KENDARI, Portal.Id – Dipasaran rokok elektronik kerap diistilahkan dengan rokok elektrik, vapour, vape, e-cig, e-juice, e-liquid, personal vaporizer (pv),e-cigaro, electrosmoke, green cig, smartsmoke, smartcigarette.
Vapor, demikian nama yang cukup familiar ditelinga kita, rupanya membawa sejumlah bahaya kesehatan yang patut diperhatikan. Salah satu risiko utama adalah paparan kepada senyawa kimia berbahaya dalam uap rokok elektrik.

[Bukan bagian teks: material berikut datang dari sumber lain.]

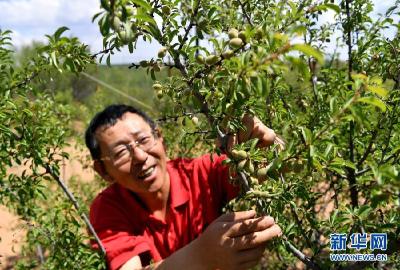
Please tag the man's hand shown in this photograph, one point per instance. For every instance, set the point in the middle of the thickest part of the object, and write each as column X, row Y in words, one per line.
column 254, row 128
column 234, row 241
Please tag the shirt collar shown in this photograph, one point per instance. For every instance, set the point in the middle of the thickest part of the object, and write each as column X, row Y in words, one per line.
column 179, row 193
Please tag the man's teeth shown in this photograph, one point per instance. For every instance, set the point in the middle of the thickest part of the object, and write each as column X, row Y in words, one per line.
column 146, row 173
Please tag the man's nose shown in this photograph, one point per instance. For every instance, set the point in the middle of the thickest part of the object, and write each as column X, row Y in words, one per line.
column 138, row 156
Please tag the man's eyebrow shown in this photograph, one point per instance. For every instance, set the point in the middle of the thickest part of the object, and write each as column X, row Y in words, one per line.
column 124, row 140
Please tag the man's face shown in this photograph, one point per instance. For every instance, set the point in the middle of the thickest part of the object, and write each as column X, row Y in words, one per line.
column 144, row 171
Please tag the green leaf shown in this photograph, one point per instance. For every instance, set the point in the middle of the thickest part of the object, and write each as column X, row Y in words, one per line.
column 308, row 50
column 373, row 101
column 142, row 4
column 307, row 135
column 341, row 162
column 59, row 32
column 378, row 90
column 333, row 7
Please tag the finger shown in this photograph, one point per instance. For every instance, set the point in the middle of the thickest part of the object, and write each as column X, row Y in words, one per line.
column 265, row 135
column 256, row 238
column 280, row 142
column 250, row 225
column 249, row 264
column 248, row 122
column 236, row 216
column 253, row 254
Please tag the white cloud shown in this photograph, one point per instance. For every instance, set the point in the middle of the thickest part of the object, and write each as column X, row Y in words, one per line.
column 33, row 19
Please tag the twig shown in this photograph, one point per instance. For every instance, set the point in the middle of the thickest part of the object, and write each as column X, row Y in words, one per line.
column 191, row 24
column 245, row 13
column 102, row 52
column 71, row 197
column 300, row 255
column 26, row 81
column 371, row 142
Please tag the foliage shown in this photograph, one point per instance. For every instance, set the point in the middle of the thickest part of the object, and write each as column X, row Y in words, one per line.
column 340, row 121
column 227, row 59
column 33, row 134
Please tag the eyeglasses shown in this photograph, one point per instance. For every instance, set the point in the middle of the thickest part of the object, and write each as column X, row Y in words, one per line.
column 123, row 153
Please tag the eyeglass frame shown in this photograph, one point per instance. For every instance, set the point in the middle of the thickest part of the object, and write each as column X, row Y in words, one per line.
column 129, row 147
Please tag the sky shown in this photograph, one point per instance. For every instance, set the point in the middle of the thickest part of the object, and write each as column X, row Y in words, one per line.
column 33, row 19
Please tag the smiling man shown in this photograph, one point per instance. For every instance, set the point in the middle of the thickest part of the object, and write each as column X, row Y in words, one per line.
column 169, row 211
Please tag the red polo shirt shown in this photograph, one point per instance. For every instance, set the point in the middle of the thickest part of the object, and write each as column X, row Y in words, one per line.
column 199, row 189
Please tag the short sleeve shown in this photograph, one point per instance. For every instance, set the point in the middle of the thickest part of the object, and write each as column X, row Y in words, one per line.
column 114, row 231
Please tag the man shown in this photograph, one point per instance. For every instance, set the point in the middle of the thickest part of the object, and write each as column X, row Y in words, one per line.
column 169, row 211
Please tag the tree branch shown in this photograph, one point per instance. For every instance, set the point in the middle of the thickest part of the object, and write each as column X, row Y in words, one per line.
column 245, row 13
column 71, row 197
column 190, row 26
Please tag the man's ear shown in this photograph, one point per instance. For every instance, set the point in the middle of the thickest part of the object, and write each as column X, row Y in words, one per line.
column 158, row 133
column 99, row 167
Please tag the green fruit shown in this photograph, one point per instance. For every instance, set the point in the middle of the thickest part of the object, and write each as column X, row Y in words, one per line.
column 156, row 68
column 159, row 94
column 200, row 59
column 259, row 33
column 157, row 86
column 212, row 59
column 242, row 164
column 254, row 181
column 105, row 4
column 250, row 167
column 242, row 36
column 236, row 43
column 123, row 36
column 239, row 154
column 262, row 173
column 166, row 10
column 116, row 23
column 130, row 10
column 162, row 52
column 233, row 33
column 144, row 63
column 195, row 120
column 210, row 78
column 227, row 54
column 126, row 35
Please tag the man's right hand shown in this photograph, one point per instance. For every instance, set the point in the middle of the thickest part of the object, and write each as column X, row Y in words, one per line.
column 235, row 241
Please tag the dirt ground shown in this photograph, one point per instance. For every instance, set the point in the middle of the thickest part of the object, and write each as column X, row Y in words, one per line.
column 11, row 231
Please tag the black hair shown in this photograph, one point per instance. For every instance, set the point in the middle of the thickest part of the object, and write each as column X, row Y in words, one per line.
column 107, row 118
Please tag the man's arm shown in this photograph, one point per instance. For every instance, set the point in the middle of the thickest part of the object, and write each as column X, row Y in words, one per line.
column 233, row 241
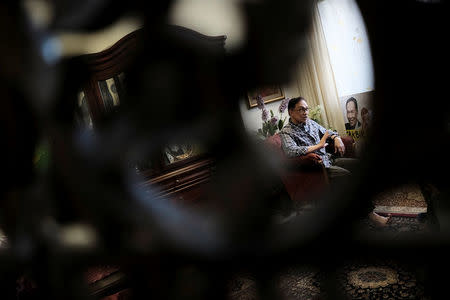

Meskipun diklaim sebagai alternatif yang lebih aman, vapor yang dihasilkan masih mengandung zat seperti formaldehida, asam asetat, dan logam berat seperti nikel dan timbal.
Paparan berulang terhadap senyawa-senyawa ini dapat menyebabkan kerusakan paru-paru, iritasi mata dan tenggorokan, serta efek jangka panjang yang belum sepenuhnya dipahami.
Melansir laman ayosehat.kemkes.go.id, rokok elektrik, meskipun dianggap sebagai pilihan yang lebih modern, tetap membawa risiko kesehatan dan dapat memiliki dampak negatif pada kesejahteraan umum penggunanya.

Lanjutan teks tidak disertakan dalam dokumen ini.